11. The method of any of claims 1-10, wherein the first loss function comprises a contrastive loss function.

12. The method of any of claims 1-11, further comprising: training each of the first and second neural networks based at least in part on applying a second loss function to transformed features generated by transforming the first and second normalized feature vectors with a fully connected layer.

13. The method of claim 12, wherein the second loss function comprises a cross entropy loss function.

14. The method of any of claims 1-13, further comprising: performing image or video deduplication based on a determination that the second image is a duplicate of the first image.

15. The method of any of claims 1-14, further comprising: performing search-by-image functionality by matching the second image with the first image based on a determination regarding whether the second image is a duplicate of the first image, wherein one of the first image or second image is a query image and the other of the first image or second image is a stored image.

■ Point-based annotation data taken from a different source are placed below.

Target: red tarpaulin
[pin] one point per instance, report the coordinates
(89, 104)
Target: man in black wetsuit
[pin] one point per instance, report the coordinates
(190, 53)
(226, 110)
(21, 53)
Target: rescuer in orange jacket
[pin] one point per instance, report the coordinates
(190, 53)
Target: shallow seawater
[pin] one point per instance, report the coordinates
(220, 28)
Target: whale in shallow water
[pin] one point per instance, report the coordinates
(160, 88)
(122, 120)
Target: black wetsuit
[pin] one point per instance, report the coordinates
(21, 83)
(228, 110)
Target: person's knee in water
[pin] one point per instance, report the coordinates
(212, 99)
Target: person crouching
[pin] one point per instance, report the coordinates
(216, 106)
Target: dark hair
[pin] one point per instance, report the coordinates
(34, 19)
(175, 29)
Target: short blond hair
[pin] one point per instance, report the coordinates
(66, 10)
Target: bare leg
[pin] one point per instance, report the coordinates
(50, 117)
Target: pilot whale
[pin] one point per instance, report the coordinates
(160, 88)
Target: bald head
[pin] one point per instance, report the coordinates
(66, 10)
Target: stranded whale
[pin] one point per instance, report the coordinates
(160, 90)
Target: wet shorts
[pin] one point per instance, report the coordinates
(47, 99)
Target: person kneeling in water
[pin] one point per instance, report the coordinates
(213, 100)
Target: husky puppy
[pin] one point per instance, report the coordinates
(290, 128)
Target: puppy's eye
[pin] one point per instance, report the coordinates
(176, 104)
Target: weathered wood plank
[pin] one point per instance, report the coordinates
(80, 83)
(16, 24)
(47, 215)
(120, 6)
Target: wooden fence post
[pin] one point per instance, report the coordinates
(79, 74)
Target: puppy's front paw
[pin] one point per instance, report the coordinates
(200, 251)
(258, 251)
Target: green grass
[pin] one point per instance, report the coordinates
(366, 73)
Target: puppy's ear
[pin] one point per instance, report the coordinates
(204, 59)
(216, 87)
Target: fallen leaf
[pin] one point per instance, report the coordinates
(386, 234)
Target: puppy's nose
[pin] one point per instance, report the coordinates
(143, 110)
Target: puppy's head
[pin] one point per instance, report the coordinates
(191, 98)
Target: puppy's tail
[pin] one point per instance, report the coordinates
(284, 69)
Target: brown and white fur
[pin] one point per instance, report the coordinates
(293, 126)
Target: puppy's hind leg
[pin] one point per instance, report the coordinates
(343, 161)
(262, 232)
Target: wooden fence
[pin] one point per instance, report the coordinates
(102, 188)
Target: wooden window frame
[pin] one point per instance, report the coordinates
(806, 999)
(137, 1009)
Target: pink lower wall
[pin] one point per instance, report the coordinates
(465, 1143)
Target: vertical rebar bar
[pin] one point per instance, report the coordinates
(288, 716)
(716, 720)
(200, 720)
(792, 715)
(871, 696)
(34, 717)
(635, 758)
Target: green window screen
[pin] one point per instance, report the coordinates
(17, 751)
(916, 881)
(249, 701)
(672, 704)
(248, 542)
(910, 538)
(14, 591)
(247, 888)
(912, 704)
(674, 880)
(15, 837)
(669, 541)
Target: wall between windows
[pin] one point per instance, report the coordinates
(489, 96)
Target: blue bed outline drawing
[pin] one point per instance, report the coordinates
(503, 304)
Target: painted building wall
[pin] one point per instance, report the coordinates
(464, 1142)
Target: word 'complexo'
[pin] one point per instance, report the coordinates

16. A system operable to perform the method of claims 1-15, for performing duplicate image or video determination, the system comprising: a computing system, comprising: at least one first processor; and a first non-transitory computer readable medium communicatively coupled to the at least one first processor, the first non-transitory computer readable medium having stored thereon computer software comprising a first set of instructions that, when executed by the at least one first processor, causes the computing system to: perform feature discriminability enhancement, using a deep metric learning framework, by: transforming a first image-specific aggregated feature set corresponding to a first image into a first feature vector, using a first neural network based on a set of parameters; converting the first feature vector into a first normalized feature vector having a first set of values between 0 and 1 , using an activation function; transforming a second image-specific aggregated feature set corresponding to a second image into a second feature vector, using a second neural network based on the set of parameters; converting the second feature vector into a second normalized feature vector having a second set of values between 0 and 1, using the activation function; applying a contrastive loss function to the first normalized feature vector and the second normalized feature vector to decrease Euclidean distance between positive pairs and to increase Euclidean distance between negative pairs among the first and second sets of values; and binarizing the first and second normalized feature vectors; and determine whether the second image is a duplicate of the first image based on a Hamming distance between the first and second binarized normalized feature vectors.

17. The system of claim 16, wherein the computing system comprises at least one of a machine learning system, an artificial intelligence ("AI") system, a deep learning system, a processor on the user device, a server computer over a network, a cloud computing system, or a distributed computing system, wherein the first neural network and the second neural network each comprises at least one of a deep learning model-based neural network, a deep metric learning-based neural network, a convolutional neural network ("CNN"), or a fully convolutional network ("FCN").